当初の予定では、少しの時間でいいのでオールジャパンに出られたらと思っていました。オールジャパンの最初の1、2戦で出られたらいいなと。膝は順調に治って、早い段階で5対5の練習に入れたので、リーグ戦も出られるのであれば出たいという気持ちがありました。今シーズンに入ってチームの流れが悪かったので少しでも助けてあげたかったし、離脱した分、早く復帰してコートで返していかなきゃいけないと思っていました。

――JISS(国立スポーツ科学センター)で黙々と一人でリハビリに励んでいましたが、この時期、大変だったことは何ですか。

やっぱり…ずっと一人でリハビリをしていたので、それが一番しんどかったです。トレーニングがきついというより、一人だったので精神的な部分でしんどかったです。今まではみんなと一緒に練習していたし、つらい練習もみんながいてくれたから乗り越えられましたが、リハビリはずっと一人でやってきたので…。リハビリそのものより、一人でこなすことが辛かったですね。

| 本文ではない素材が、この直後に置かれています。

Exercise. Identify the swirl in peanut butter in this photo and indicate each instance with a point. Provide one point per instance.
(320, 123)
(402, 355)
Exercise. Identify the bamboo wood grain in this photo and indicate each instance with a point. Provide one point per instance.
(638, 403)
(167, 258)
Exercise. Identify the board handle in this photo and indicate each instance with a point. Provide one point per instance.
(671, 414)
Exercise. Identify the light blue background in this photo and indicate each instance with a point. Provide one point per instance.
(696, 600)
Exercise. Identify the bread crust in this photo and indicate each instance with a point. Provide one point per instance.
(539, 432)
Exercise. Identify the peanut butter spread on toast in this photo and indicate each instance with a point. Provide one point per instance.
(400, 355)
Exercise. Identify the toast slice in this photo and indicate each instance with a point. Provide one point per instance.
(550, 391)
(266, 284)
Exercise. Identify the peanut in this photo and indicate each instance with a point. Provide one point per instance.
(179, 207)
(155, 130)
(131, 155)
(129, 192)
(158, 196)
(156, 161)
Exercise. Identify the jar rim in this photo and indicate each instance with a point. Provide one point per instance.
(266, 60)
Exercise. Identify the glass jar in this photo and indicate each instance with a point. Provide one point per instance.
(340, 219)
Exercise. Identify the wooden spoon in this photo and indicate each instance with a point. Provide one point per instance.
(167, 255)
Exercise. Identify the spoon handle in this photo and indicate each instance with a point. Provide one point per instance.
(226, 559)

だから、一人で練習する個人競技の選手は本当にすごいなあと思いました。自分にはできない。自分はみんなで練習する団体競技で、みんなに支えられてここまで来たんだなと思いました。平日はJISSでトレーニングをしていて、土日は尞の体育館に戻って練習していたんですけれど、その時、チームのみんなの顔を見たり、チームのみんなが頑張っている姿を見て、自分も頑張ろうと思ったし、そうやって、毎週毎週、過ごしていました。

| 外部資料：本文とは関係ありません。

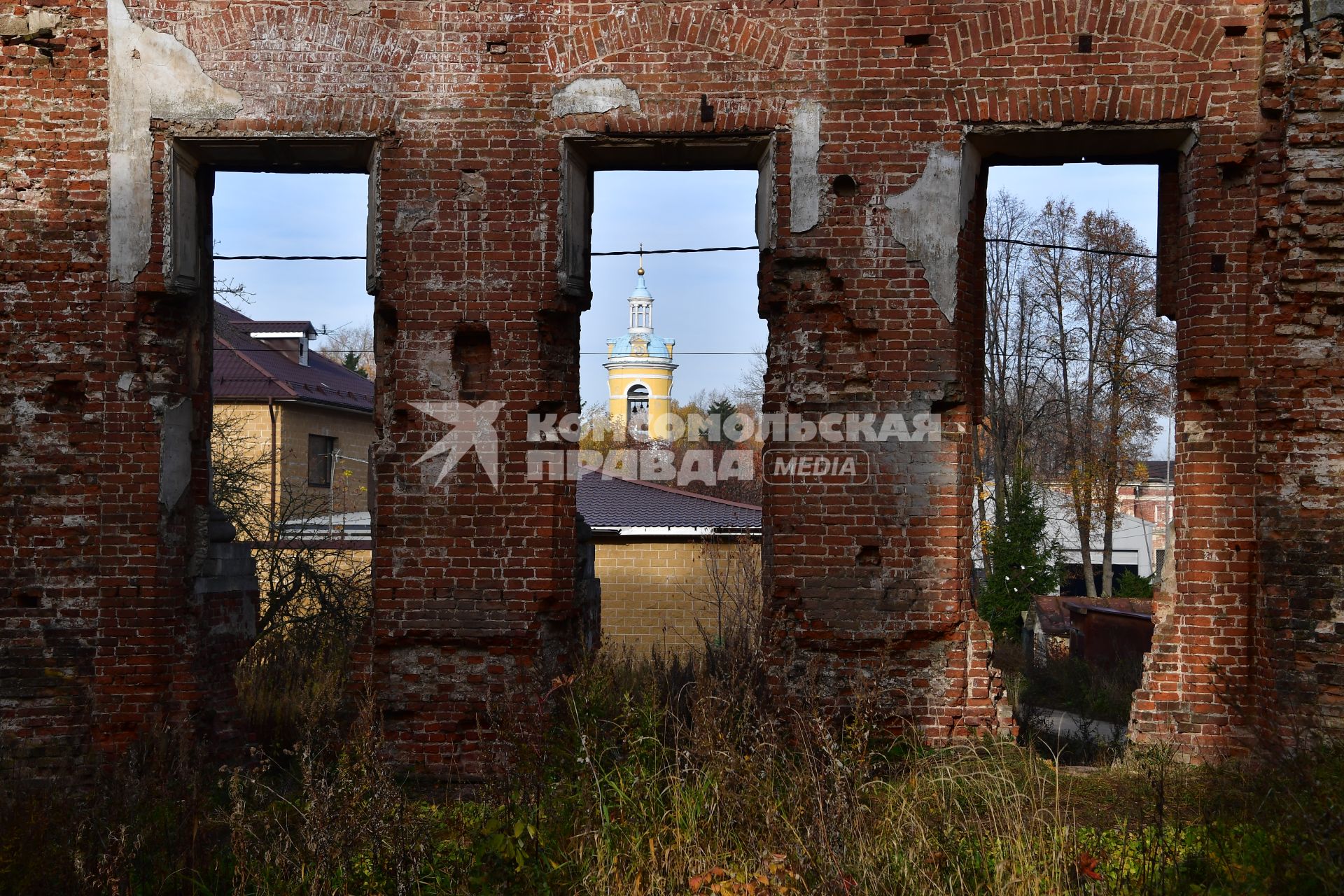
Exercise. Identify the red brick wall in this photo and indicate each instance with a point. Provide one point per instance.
(473, 605)
(106, 624)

――一人でいると、地道にリハビリをする気持ちが揺れ動いたり、何を目指しているのかわからなくなってしまうような、そういう辛さでしょうか?

そうですね。なんでケガしちゃったんだろうって思い返しちゃったり、何のためにリハビリをやってるんだろうって、色んな思いがありましたね。でも、それでも頑張ってきて復帰の日を迎えたので、それはそれで良かったと思います。

――ケガをしたことで辛いことがたくさんあったと思いますが、ケガをしたことで、あえて気付けたことはありますか?

ケガをしてよかったなんて絶対に思わないですけど、ケガをしてベンチで、選手の一人一人の良さや欠点を見ることができたので、それをどう変えていけるか、どう声をかけてあげたらいいのか、少し離れたところから見ることができたのは自分の経験のプラスになると思います。

Wリーグのファイナルを見て、こんなにすごい人たちとバスケをしていたんだと感動したんです。それは自分のチームだけでなく、他のチームや日本代表でやっていた選手を見て、こんなにすごい人たちとやれていたんだと改めて誇りに思いました。だから早くコートに戻りたいという思いだけでした。ケガをしたからこそ、感謝をしたり、周りが見えてきたこともあるので、そういう思いを知れたのは、これからの支えになると思います。